Ai primi di aprile, dopo svariati giorni di navigazione, il gommone,
trasportato dalla corrente, approdava a Zilten in Libia. Le condizioni di
salute dei sopravvissuti, come è facile immaginare, erano pessime, due di loro
morivano durante lo sbarco sulla spiaggia.

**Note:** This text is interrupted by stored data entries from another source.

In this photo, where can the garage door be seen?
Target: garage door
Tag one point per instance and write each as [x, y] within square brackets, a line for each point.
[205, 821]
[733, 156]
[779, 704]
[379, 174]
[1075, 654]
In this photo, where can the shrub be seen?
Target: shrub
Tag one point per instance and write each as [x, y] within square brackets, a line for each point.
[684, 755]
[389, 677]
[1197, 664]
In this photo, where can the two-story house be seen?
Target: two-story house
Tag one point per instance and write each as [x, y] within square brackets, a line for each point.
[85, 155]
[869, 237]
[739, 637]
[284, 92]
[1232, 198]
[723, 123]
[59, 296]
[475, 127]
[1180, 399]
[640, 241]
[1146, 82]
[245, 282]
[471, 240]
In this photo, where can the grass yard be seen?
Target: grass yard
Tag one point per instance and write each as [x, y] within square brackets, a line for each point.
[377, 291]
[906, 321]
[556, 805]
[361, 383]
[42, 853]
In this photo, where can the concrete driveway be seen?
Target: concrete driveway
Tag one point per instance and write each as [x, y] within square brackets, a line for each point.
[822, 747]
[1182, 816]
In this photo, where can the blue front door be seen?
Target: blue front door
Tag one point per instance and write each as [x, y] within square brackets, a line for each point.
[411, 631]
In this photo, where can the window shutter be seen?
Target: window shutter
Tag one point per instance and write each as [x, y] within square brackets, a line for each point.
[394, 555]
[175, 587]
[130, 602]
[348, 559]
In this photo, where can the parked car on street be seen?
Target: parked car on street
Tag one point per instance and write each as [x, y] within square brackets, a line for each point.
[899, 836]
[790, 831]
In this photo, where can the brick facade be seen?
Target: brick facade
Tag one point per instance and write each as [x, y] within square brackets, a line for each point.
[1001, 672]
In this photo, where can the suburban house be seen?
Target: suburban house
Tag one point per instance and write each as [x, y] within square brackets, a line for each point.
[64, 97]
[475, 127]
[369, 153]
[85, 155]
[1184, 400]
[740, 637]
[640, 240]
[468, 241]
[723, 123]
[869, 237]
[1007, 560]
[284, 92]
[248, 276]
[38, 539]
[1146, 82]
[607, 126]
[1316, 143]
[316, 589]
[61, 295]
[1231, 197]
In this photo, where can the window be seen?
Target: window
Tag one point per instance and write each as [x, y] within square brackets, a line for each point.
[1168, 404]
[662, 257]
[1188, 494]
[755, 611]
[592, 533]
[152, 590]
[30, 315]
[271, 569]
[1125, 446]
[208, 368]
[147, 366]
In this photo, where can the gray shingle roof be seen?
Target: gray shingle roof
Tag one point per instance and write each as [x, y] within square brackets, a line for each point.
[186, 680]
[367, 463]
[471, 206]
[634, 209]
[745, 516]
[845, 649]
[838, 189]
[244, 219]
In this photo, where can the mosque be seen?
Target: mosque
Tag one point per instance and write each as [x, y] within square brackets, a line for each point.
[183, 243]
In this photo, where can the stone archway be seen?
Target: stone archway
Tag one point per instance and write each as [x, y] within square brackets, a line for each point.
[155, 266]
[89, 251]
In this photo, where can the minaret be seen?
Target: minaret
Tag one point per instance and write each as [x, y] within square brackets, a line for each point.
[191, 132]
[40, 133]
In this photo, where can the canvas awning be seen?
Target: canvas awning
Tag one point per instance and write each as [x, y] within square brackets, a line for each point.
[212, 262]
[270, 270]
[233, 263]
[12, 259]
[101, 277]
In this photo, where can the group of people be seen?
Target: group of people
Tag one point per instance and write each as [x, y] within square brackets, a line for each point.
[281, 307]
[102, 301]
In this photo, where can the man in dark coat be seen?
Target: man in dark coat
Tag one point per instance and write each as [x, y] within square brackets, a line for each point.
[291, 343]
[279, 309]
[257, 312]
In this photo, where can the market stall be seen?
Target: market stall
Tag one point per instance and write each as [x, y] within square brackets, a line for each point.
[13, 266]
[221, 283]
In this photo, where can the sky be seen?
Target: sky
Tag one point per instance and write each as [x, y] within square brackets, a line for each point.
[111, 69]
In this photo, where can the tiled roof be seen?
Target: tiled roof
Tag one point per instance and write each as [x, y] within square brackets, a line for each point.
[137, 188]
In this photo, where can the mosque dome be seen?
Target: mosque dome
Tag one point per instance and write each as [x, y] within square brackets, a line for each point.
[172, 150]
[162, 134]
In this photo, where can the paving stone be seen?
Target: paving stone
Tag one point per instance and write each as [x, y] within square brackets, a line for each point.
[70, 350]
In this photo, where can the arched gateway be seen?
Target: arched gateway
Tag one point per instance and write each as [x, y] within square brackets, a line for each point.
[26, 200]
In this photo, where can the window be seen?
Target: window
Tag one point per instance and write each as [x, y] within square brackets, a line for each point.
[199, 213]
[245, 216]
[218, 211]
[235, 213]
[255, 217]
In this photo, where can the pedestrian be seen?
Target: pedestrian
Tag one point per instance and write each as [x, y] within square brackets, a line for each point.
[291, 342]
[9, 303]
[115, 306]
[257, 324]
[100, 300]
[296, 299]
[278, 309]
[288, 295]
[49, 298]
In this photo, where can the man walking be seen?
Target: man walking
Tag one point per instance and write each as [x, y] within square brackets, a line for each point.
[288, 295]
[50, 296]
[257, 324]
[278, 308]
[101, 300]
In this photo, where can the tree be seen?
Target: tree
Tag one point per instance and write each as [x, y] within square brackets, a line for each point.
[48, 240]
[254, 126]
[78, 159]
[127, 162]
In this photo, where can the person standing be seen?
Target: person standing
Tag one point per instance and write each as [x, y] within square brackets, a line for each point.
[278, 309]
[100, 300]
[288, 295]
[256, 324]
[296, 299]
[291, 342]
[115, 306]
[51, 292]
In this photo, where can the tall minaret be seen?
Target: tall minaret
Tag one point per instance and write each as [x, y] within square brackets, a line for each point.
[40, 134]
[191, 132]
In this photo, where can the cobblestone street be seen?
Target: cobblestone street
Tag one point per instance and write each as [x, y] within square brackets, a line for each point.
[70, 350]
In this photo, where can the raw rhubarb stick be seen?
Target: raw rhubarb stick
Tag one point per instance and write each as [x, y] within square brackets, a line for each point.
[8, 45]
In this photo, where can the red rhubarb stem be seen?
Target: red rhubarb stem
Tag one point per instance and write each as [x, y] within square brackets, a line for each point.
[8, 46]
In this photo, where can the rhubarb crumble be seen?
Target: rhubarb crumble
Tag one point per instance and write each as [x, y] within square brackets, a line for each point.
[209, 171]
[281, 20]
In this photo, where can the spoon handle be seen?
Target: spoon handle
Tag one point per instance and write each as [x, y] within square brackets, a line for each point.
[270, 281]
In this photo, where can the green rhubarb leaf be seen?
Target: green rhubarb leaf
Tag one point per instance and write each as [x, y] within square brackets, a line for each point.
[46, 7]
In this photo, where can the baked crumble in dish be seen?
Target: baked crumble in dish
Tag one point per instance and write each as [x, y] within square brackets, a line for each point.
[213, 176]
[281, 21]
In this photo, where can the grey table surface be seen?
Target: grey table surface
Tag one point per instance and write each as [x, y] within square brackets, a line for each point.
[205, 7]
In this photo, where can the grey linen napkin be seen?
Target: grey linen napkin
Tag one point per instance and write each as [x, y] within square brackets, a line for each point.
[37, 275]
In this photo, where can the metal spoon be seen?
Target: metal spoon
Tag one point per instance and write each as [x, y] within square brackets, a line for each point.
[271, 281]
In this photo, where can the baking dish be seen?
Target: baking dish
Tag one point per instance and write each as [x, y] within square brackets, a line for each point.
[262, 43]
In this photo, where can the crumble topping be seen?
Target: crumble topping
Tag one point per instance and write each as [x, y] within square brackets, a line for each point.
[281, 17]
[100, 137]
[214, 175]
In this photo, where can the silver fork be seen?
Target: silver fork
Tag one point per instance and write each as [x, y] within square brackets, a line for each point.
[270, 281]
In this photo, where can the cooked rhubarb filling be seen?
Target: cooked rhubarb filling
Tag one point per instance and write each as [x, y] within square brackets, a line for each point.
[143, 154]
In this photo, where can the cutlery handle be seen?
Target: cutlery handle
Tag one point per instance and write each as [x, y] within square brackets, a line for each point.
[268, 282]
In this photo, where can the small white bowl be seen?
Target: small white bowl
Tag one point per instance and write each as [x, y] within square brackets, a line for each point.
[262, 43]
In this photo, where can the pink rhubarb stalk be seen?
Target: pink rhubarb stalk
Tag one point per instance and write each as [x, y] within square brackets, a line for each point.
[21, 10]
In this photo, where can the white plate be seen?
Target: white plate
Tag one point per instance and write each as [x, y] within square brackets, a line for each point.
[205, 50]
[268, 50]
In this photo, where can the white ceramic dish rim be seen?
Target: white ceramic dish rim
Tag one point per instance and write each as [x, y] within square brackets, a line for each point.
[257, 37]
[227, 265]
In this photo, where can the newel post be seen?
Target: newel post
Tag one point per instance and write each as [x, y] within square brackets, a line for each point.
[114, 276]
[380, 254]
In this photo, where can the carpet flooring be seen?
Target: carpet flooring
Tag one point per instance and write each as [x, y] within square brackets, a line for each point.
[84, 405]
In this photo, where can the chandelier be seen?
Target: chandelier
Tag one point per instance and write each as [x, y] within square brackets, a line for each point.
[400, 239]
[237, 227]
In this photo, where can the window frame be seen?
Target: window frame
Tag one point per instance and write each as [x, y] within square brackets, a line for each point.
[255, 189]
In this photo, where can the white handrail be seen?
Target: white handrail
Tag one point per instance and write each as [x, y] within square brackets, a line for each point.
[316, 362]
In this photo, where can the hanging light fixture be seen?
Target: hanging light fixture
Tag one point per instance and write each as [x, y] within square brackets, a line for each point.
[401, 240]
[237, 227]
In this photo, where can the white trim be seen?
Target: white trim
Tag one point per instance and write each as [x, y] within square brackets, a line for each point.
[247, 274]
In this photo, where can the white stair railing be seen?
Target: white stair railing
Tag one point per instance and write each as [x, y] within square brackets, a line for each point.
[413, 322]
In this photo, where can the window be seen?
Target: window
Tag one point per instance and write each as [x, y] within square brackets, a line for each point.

Questa vicenda veniva raccontata per la prima volta dal quotidiano britannico
The Guardian nel maggio 2011 poi ripresa in Italia da il Manifesto. Dopo quasi
un anno, in data 29 marzo 2012, la Commissione di inchiesta dell’Assemblea
parlamentare del Consiglio d’Europa presieduta dalla senatrice olandese Tineke
Strik ha depositato il suo dossier alla Commissione per le migrazioni, i
rifugiati e gli sfollati del Parlamento Europeo, in cui si legge che la Guardia
Costiera Italiana dopo aver raccolto il segnale di soccorso ed aver provveduto
a contattare ed individuare il gommone, l’aver allertato tutti gli attori, dopo
pochi giorni colposamente si dimenticava di quelle 72 anime.

Oggi gli avvocati dei sopravvissuti, dopo l’inchiesta della magistratura
militare, dicono che anche la Marina militare italiana è responsabile di quanto
accaduto per non aver mandato Nave Borsini in soccorso del gommone.

La pensa diversamente la magistratura ordinaria romana che ha sempre assolto i
vertici militari e della Guardia Costiera. L’Avvocatura dello Stato solo in
sede civile, dopo più di cinque anni dai fatti, e tre procedimenti penali, ha
eccepito la mancanza di prova che gli attori fossero effettivamente su quel
gommone: “Chi dice che non stiano mentendo?”. Inoltre, sottolinea delle incongruenze
nei racconti degli immigrati sulla data di partenza o il fatto che hanno
gettato in mare la bussola e il telefono satellitare proprio per non essere
arrestati come scafisti una volta individuati.

Gli avvocati Greco e Vitale insistono, invece, sulla responsabilità dello Stato
italiano e dei suoi organi: “Delle due l’una: o le Autorità italiane non
hanno trasmesso in sede operativa SAR la richiesta di soccorso di persone in
pericolo oppure l’informazione è sì pervenuta in mare a nave Borsini (nave
militare che transitava poco lontano, ndr) ma questa non ha provveduto a
soccorrerli, in entrambi i casi i vertici della Marina Militare e della Guardia
Costiera non si sono in alcun modo interessati a capire se e come l’ordine di
soccorso fosse stato ricevuto e rispettato”. Resta il fatto che, finora,
la magistratura romana, penale e civile, non abbia trovato il tempo o mostrato
il desiderio di capire come 63 persone siano morte nel “Mare Nostrum”
Mediterraneo.

La questione è politica. Salvare le vite umane in pericolo nel Mediterraneo è
un dovere o meno? Il diritto internazionale e quello interno si applicano a chi
scappa dalla tortura, dalla guerra, a donne, a bambini? L’Europa e per essa
l’Italia è ancora il baluardo mondiale della tutela dei diritti della persona?
Il Mediterraneo è ancora il Mare Nostrum o è piuttosto la nostra Guantanamo?
Tra le tante tragedie avvenute nel Mediterraneo, questa del 2011 è emblematica:
ristabilire una verità su quei drammatici momenti è il minimo che l’Europa,
l’Italia e la nostra magistratura possano fare.